Jammeh ruled Gambia from 1994 until January 2017. He is accused of killing journalists, torturing and killing political opponents, and sponsoring a campaign that allowed so-called “witch doctors” to abduct hundreds of people and force them to drink unknown substances.  

 

His paramilitary unit, the Junglers, was known to be particularly brutal. They summarily executed more than 50 Ghanaian, Nigerian, and other West African migrants in July 2005, according to Human Rights Watch.

Ebrima Chongan, who was senior commander of the gendarmerie at the time of the 1994 coup when Jammeh came to power, was the first to testify.

 

Chongan began by recounting the day of the coup and how he refused to take part.

 

“Afterwards, Yahya Jammeh came and others. They had their rifles. I thought that at any moment they would come for me,” he said.

Shortly after the coup, Jammeh’s officers did come for him.

 

Chongan was locked up in what would become Jammeh’s notorious Mile 2 Prison for three years.

 

Chongan alleges he was tortured there by Jammeh’s officers.

 

They used physical violence, and conditions at the prison were inhumane, he said.

“And you have the rats. You know you have to fight with the rats for the food.

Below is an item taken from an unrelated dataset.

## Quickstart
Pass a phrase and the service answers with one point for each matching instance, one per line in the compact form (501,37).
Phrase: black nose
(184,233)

You know Mile 2 is the only place I saw the rats; they even eat soap,” he said.

 

Chongan is one of many hundred who are expected to testify.

The Amnesty International campaigner for West Africa, Marta Colomer, says the hearings are important steps to achieving justice in the small West African country.

 

“This is a sign as well of the strong commitment of the government to break with the systemized human rights violations that Gambians have suffered for twenty two years,” said Colomer.

 

After losing power, Jammeh fled to Equatorial Guinea.

 

A video of Jammeh and Equatorial Guinea President Teodoro Obiang dancing together on New Year’s Eve surfaced last week, raising doubts that Obiang would ever extradite Jammeh to Gambia to face justice.

 

Colomer said despite the video, these hearings mark efforts to hold Jammeh accountable, whether in Gambia, Equatorial Guinea or another country.